Apache rewrite rules and special characters

apache-2.2encodingmod-rewriterewrite

I have a server where some files have an actual %20 in their name (they are generated by an automated tool which handles spaces this way, and I can't do anything about this); this is not a space: it's "%" followed by "2" followed by "0".

On this server, there is an Apache web server, and there are some web pages which links to those files, using their name in URLs like http://servername/file%20with%20a%20name%20like%20this.html; those pages are also generated by the same tool, so I (again!) can't do anything about that. A full search-and-replace on all files, pages and URLs is out of question here.

The problem: when Apache gets called with an URL like the one above, it (correctly) translates the "%20"s into spaces, and then of course it can't find the files, because they don't have actual spaces in their names.

How can I solve this?

I discovered than by using an URL like http://servername/file%2520name.html it works nicely, because then Apache translates "%25" into a "%" sign, and thus the correct filename gets built.

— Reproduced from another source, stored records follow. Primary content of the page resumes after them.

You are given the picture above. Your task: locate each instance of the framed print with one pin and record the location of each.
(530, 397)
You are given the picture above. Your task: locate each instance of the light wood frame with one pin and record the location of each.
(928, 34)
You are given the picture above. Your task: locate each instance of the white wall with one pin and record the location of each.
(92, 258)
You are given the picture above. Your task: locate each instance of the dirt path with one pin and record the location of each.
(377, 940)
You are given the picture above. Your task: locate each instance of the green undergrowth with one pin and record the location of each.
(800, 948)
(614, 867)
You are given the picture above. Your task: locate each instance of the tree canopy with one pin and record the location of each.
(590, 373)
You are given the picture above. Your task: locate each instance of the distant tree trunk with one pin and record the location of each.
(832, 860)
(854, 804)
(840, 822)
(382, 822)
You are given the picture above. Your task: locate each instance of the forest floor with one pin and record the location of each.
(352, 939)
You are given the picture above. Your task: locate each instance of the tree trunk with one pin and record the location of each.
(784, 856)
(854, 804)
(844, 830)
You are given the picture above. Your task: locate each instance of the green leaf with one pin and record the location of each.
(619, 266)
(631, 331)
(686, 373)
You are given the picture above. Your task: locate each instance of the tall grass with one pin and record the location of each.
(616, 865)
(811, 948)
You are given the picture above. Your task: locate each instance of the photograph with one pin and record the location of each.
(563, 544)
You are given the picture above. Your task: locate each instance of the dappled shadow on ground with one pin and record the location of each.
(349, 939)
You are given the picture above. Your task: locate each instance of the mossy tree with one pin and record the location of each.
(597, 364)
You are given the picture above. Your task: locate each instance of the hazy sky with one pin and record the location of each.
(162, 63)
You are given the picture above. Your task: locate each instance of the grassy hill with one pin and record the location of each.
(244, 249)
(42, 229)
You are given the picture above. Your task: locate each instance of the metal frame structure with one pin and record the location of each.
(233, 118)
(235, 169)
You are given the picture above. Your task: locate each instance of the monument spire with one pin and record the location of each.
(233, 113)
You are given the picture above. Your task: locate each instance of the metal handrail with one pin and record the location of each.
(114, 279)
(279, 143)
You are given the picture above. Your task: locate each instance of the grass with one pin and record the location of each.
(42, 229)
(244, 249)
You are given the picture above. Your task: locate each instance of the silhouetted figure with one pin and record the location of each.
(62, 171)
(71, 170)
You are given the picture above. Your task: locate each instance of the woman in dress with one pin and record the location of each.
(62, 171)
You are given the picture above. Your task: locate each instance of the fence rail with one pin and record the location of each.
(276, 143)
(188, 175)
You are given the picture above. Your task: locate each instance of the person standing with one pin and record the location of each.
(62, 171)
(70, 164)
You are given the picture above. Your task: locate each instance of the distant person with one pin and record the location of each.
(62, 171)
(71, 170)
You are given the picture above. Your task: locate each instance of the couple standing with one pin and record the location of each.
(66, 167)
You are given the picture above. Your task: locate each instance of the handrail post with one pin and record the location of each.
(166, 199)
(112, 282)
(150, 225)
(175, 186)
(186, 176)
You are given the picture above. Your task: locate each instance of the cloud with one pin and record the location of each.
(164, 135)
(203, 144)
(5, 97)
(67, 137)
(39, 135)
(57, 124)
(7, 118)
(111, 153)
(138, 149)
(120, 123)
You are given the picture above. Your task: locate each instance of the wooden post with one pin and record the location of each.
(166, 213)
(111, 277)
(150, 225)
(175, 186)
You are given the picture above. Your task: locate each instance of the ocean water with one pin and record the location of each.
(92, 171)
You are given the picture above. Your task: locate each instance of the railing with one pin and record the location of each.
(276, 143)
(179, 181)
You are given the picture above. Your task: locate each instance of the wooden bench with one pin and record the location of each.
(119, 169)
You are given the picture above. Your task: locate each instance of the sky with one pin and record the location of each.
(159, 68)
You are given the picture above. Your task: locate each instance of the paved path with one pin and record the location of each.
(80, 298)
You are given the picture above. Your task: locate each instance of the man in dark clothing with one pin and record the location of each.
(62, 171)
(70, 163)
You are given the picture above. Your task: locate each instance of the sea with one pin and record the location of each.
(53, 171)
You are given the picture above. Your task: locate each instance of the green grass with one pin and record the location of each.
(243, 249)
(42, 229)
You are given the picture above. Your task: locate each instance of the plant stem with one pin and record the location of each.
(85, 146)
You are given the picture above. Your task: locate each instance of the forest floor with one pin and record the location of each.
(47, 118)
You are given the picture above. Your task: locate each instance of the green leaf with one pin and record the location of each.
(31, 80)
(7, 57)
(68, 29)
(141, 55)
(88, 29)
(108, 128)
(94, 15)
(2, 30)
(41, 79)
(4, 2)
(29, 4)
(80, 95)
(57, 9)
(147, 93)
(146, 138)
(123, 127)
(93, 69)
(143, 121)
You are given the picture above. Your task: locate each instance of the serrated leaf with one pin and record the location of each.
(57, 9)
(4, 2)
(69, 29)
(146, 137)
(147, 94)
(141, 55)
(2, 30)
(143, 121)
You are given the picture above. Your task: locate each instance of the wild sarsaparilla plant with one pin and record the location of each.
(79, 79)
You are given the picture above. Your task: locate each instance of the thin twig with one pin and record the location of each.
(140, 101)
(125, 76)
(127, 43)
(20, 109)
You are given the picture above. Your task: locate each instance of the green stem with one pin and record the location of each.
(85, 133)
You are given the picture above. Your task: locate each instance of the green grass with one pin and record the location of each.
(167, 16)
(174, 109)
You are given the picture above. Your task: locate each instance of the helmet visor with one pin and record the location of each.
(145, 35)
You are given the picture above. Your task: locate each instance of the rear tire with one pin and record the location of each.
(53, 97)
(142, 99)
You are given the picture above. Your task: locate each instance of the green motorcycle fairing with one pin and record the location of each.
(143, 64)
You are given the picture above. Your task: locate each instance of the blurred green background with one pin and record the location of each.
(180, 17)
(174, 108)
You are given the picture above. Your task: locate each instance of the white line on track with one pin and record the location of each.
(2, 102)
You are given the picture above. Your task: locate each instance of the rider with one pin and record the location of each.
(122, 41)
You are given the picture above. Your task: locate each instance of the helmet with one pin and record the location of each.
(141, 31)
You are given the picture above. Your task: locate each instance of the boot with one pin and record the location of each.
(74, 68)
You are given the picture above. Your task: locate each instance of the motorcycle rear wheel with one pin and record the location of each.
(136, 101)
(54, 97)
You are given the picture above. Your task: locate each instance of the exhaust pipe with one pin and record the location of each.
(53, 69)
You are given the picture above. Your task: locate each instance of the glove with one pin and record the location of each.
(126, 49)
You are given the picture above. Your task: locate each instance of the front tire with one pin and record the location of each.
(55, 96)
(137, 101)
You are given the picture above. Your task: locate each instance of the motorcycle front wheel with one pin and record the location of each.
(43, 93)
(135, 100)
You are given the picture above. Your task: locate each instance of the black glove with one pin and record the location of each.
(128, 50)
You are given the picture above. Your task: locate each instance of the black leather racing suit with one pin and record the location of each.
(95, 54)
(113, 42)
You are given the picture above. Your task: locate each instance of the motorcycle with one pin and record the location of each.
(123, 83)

I tried using an Apache rewrite rule, and I can succesfully replace spaces with hypens with a syntax like this:

RewriteRule    (.*)\ (.*)      $1-$2

The problem: when I try to replace them with a "%2520" sequence, this just doesn't happen. If I use

RewriteRule    (.*)\ (.*)      $1%2520$2

then the resulting URL is http://servername/file520name.html; I've tried "%25" too, but then I only get a "5"; it just looks like the initial "%2" gets somewhat discarded.

The questions:

  • How can I build such a regexp to replace spaces with "%2520"?
  • Is this the only way I can deal with this issue (other than a full search-and-replace which, as I said, can't be done), or do you have any better idea?

Edit:

Escaping was the key, it works using this rule:

RewriteRule    (.*)\ (.*)      $1\%2520$2

But it only works if there is one "%20" in the initial URL; I get an "internal server error" if there is more than one.

Looks like I'm almost there… please help 🙂


Edit 2:

I was able to get it to work for two spaces using the following rule:

RewriteRule    (.*)\ (.*)\ (.*)     $1\%2520$2\%2520$3

This is enough for my needs, as URLs generated by the tool can only contain at most two "%20"s; but, out of curiosity: is there any way to make this work with any number of spaces? It works with the first rule if replacing any number of spaces with a normal character, this problem happens only when special characters are involved.

Best Answer

The % is being read as a back reference, so you need to escape the %.